"... Is it true that he paid his attentions to the mother?"

"... He hasn't a title. The real princes are the others, the Della Rovere."

"... He can buy it back; it is there in the family. He has only to pay well for it."

"... He can do that now."

"... It seems that the girl has already given him money. It is the custom in America."

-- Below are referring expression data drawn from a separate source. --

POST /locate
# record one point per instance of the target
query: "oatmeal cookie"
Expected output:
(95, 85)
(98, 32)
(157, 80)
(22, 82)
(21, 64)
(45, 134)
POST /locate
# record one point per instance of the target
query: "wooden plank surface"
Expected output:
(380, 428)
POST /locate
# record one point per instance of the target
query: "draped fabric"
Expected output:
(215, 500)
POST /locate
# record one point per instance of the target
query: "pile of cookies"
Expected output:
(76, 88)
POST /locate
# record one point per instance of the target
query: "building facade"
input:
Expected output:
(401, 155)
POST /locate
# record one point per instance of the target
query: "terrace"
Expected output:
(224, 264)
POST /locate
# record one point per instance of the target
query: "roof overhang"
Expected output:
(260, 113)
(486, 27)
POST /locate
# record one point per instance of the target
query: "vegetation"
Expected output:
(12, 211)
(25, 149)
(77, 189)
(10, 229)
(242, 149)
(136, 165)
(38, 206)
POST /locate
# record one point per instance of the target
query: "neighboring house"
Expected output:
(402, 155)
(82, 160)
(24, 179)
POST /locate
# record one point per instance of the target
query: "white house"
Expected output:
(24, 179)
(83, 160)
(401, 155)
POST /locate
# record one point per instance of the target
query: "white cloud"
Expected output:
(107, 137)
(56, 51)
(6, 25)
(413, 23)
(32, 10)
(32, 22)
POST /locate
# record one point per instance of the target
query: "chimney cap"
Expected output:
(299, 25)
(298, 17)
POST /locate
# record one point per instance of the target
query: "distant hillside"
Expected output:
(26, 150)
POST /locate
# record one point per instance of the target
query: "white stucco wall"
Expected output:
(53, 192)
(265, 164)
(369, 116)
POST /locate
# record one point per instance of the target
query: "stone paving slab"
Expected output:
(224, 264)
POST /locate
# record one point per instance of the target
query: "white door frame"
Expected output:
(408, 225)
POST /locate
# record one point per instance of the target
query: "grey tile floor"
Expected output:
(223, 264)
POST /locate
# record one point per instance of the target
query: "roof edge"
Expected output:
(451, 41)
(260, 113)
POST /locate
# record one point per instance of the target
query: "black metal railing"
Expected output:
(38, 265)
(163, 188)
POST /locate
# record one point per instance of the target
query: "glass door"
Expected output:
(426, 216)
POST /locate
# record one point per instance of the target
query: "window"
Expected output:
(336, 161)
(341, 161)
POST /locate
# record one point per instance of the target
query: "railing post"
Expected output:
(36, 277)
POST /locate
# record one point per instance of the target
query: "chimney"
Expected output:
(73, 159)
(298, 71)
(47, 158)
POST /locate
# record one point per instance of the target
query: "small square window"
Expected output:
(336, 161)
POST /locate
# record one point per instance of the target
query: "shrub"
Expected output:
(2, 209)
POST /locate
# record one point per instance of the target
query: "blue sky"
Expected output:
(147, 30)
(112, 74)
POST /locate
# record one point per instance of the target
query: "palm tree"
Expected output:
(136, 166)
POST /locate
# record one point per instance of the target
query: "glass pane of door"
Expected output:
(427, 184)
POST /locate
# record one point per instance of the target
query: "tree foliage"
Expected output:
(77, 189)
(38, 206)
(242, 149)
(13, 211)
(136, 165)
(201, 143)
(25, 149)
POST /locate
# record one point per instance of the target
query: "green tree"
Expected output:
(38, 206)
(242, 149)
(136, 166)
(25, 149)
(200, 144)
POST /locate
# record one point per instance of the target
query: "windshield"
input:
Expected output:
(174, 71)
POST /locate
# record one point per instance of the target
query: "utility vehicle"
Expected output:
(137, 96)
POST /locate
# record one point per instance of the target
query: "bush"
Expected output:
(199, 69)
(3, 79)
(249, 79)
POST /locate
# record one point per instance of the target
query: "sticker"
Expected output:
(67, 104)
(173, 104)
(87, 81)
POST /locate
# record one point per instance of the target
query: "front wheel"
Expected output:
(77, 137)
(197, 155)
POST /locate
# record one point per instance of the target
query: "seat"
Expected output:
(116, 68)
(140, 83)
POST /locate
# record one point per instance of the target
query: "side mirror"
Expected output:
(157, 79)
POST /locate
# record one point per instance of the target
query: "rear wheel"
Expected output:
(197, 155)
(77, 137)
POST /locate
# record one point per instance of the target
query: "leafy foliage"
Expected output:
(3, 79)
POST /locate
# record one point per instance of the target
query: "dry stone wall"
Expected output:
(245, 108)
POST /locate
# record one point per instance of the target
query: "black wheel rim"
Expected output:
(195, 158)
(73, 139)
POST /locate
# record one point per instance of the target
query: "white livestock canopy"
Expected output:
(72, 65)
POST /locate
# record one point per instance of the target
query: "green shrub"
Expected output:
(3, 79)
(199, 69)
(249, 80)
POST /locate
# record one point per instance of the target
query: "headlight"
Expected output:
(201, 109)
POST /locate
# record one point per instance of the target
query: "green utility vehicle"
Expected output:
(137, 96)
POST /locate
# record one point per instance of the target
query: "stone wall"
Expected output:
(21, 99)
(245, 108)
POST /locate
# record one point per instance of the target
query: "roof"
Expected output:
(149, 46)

More gaily, naturally, and simply towards its close, the cotillon gathered together all the couples in the room. By now all the actors had forgotten parade and performance, and were merely abandoning themselves to the great and intoxicating pleasure of living. The cotillon ended, because all wished to go to supper, to the extremely dainty, exquisite supper which, in an extremely new chic aspect, closes every special night at the "Palace." In two or three rooms the tables were ready. The company was chosen carefully, sympathetic and antipathetic were again carefully expressed, with bizarre reunions and cruel exclusions. In the ballroom the final picture still kept the crowd. Upon two little chariots, drawn by hand, appeared two great piles of green branches and wild flowers, tied with ribbons. Drawn joyfully into the middle of the room, the bundles were opened, revealing in the one Miriam Jenkyns, in the other Mabel Clarke, the two leaders of the cotillon. The greatest applause greeted this final picture, and while the pair led the final gallop, there were still some discreet exclamations directed at Mabel and Vittorio:

"Vive les fiancés!"

Blushing in her pink dress as she left the room on Vittorio Lante's arm, Mabel Clarke passed into the hall, to look for her mother to sup at the great Clarke table. And now everyone surrounded her, to congratulate her and Vittorio, and both, happy and composed, returned thanks. A few moments afterwards all were seated at table. At a table for men only, amidst young and old, all more or less dowry-hunters, their less happy and less fortunate chief, the Vicomte de Lynen, was telling in a low voice, between the langouste à la Colbert and the chaufroid de gibier, how three years ago Vittorio Lante had seduced a poor cousin of his house, how she had had a baby by him, how he had deserted mother and little daughter, and how the mother had threatened to vitrioler l'Américaine.